Post » Pt cze 01, 2007 9:33

Obstawiam drugie wyjście ;)
Odnośnie zatkania - to ja mam doświadczenie - mówię Ci, nie warto z fdrugiej strony zatykać się, czy być zatkanym
Nie uwierzysz, co wet potrafi zrobić, żeby odetkać ....
błe....

A nie zjadłam... jeszcze nie wiem czemu.
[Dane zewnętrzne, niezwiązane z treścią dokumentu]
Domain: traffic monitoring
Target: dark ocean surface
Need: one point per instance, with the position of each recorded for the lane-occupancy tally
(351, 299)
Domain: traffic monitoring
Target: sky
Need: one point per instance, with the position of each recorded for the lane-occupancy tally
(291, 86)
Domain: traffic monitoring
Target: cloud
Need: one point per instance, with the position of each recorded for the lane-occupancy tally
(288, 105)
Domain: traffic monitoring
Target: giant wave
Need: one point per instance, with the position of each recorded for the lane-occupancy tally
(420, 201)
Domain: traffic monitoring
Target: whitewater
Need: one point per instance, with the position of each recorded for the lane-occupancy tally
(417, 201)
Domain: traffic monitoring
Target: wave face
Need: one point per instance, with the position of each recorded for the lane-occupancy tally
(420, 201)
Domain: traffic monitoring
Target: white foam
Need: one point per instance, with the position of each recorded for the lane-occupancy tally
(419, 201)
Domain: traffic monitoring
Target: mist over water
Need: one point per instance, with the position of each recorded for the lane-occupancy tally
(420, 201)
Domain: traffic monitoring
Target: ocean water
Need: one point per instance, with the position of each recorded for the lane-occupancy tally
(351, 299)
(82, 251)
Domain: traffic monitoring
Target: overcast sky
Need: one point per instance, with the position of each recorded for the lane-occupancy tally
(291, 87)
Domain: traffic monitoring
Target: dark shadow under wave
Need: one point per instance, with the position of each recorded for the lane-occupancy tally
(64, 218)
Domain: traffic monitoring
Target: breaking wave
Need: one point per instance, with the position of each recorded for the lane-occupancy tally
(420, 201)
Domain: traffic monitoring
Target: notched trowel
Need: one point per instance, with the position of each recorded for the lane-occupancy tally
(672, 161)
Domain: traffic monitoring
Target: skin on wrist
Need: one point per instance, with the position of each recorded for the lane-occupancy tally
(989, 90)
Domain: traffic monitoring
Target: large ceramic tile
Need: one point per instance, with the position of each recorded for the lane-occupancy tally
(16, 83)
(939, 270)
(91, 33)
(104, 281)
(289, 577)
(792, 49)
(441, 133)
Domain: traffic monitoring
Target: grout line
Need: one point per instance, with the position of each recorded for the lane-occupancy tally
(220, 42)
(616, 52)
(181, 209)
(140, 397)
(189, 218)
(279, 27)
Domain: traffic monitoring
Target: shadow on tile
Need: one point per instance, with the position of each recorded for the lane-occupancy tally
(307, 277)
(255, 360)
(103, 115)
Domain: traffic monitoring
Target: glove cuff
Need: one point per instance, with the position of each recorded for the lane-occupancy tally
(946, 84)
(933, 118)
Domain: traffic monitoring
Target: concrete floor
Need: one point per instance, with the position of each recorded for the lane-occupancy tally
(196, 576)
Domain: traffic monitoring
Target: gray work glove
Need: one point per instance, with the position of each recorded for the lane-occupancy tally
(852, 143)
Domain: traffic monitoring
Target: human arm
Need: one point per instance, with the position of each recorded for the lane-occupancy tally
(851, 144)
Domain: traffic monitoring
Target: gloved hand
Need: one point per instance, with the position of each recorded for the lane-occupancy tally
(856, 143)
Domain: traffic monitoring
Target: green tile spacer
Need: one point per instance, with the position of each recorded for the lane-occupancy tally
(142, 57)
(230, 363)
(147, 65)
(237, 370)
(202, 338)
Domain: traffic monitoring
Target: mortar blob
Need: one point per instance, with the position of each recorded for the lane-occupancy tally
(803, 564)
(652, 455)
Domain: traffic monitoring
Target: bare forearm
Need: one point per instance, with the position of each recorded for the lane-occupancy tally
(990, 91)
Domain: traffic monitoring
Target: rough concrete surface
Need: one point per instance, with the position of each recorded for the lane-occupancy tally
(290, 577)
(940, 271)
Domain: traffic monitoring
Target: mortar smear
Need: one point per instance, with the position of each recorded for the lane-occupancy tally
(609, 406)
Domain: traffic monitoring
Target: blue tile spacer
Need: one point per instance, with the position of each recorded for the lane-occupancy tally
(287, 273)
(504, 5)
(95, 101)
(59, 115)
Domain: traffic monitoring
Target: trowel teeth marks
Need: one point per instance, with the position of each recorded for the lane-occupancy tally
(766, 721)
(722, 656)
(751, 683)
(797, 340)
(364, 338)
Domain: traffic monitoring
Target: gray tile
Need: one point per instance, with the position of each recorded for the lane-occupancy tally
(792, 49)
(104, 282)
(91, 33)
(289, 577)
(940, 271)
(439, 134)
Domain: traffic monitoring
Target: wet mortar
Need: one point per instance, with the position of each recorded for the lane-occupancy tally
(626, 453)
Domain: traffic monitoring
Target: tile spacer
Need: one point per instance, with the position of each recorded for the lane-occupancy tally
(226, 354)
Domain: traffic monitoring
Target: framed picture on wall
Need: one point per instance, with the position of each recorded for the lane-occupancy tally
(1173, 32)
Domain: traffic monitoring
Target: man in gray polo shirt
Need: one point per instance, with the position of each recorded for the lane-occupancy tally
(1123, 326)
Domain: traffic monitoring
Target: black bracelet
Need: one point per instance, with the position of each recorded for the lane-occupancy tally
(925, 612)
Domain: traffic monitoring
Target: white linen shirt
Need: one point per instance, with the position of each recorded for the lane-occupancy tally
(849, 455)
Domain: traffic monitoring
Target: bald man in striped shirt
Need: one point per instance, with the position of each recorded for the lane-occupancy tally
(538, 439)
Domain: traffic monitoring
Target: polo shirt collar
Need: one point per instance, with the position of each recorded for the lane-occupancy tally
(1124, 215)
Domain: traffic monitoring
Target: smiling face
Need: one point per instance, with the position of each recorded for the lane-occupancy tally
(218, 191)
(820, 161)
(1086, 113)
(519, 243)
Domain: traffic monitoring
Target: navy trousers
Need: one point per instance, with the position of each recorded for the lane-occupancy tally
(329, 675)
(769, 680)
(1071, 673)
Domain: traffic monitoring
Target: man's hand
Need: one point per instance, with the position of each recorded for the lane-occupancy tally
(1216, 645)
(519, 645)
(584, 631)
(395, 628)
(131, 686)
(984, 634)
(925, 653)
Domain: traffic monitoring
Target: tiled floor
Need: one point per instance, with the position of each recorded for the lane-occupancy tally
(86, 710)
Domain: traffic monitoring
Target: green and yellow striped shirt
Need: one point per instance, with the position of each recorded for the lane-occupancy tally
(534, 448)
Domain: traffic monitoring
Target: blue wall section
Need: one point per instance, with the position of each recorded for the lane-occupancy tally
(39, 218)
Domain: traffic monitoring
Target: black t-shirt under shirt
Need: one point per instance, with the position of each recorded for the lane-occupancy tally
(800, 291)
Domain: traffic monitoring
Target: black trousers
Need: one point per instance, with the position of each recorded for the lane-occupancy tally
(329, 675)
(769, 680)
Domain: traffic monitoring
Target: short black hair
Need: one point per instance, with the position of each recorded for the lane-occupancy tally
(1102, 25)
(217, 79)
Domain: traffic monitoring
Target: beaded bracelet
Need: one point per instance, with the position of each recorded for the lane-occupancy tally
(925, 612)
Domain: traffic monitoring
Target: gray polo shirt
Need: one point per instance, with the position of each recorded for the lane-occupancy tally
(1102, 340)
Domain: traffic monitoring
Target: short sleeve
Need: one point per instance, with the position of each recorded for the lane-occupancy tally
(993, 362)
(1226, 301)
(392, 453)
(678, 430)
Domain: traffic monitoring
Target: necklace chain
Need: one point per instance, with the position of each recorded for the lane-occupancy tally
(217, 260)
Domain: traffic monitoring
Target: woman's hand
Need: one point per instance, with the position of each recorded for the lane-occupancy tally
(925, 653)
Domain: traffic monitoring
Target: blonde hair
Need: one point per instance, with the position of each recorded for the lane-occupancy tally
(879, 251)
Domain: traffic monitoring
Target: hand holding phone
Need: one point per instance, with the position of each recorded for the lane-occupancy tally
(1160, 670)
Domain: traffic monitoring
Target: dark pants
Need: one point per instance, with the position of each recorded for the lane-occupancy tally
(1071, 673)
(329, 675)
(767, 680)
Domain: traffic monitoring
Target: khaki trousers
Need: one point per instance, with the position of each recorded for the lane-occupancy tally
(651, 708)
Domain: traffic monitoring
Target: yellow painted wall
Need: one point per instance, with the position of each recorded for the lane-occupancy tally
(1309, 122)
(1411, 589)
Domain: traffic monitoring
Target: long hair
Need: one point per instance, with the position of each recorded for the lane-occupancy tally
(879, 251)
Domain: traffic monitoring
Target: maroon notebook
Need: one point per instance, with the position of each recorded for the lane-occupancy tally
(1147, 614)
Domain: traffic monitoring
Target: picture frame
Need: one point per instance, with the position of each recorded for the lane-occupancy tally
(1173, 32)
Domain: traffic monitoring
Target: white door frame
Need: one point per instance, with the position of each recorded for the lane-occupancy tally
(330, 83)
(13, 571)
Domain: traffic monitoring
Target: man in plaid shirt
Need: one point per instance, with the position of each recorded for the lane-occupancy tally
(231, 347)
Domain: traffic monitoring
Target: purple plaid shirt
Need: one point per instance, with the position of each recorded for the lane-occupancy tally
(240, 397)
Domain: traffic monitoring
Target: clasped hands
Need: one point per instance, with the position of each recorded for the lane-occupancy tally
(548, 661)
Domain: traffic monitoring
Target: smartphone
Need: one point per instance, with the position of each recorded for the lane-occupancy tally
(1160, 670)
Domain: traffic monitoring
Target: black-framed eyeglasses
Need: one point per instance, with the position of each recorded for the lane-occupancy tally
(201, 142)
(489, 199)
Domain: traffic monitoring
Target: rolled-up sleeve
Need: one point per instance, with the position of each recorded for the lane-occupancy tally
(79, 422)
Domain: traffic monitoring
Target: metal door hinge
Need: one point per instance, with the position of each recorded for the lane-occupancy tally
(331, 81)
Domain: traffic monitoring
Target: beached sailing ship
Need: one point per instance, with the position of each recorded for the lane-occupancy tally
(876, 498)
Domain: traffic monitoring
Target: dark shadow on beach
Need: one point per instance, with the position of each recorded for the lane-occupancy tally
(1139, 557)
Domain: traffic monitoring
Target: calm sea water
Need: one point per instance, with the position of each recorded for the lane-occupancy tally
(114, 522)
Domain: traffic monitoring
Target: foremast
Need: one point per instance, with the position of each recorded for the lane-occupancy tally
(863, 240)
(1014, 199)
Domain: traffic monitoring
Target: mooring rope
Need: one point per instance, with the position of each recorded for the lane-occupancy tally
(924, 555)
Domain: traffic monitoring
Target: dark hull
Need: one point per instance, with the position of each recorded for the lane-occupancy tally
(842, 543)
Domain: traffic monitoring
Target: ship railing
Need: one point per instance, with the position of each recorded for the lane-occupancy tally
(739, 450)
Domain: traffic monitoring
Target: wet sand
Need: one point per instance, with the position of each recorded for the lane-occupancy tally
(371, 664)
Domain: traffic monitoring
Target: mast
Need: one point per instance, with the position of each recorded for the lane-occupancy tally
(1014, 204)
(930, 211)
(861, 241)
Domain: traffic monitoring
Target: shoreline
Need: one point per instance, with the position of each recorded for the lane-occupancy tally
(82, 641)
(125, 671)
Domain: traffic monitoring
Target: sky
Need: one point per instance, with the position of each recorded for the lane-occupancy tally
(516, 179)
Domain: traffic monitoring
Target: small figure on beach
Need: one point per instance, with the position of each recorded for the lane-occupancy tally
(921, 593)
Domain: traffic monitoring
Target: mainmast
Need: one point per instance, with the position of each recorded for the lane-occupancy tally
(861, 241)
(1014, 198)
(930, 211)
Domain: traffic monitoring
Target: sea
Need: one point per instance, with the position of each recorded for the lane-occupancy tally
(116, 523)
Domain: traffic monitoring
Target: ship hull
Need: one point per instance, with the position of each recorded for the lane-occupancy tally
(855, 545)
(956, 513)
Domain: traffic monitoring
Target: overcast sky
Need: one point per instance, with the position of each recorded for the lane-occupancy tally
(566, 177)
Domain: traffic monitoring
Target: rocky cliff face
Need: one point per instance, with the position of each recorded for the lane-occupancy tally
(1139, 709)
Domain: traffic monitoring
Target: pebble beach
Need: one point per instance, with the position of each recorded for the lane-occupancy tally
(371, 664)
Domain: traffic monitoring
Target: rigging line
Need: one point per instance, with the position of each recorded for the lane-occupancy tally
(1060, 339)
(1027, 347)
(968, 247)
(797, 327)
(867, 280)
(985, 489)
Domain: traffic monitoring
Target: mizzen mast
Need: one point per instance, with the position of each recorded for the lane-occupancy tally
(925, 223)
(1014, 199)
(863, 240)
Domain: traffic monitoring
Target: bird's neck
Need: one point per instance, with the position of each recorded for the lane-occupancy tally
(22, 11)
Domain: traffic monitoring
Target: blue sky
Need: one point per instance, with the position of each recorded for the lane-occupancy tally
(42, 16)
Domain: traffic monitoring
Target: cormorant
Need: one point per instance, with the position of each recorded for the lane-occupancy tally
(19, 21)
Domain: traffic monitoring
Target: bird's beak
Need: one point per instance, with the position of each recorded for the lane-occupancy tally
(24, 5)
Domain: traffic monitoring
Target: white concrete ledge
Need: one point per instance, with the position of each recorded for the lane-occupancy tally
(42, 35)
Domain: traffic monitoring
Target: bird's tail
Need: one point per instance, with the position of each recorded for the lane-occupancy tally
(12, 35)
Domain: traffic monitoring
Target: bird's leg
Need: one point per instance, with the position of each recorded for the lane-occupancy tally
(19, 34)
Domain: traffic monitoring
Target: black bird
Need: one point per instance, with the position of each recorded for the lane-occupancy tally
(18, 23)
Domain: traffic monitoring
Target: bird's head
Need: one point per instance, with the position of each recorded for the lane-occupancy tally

Duża powiedziała, że będzie mi się wieczorem uważnie przyglądać
Na razie zajęta byłam bieganiem za Marcelem i gryzieniem go w nogę
Bo tak między nami, to ja biegam za nim, gryzę go w nogę, albo w dupkę, a potem przed nim uciekam krzycząc i Duzi myślą, że to Marcel zaczął ;)
hihihi
sprytna jestem, co? :)

L.
--------
Obrazek
Obrazek

tajdzi

Avatar użytkownika
 
Posty: 16813
Od: Śro lut 16, 2005 10:47
Lokalizacja: Mafia Tarchomińska :)

Post » Pt cze 01, 2007 11:36

Tu Bazyli,
nie wiem czy po raz kolejny mogę wetknąć swój nochalek w nie swoje sprawy, ale:

1) Kloda, z tym ciągłym apetytem to może ci nie przejść.... mojej kumpelce Zazou, znalezionej w piwnicy jak była taka mała kupka nieszczęścia, zagłodzona prawie, do tej pory zdarza się zachować jak bulimiczka - naje się, naje, a potem zaraz po odejściu od miski robi rzyg... (ble)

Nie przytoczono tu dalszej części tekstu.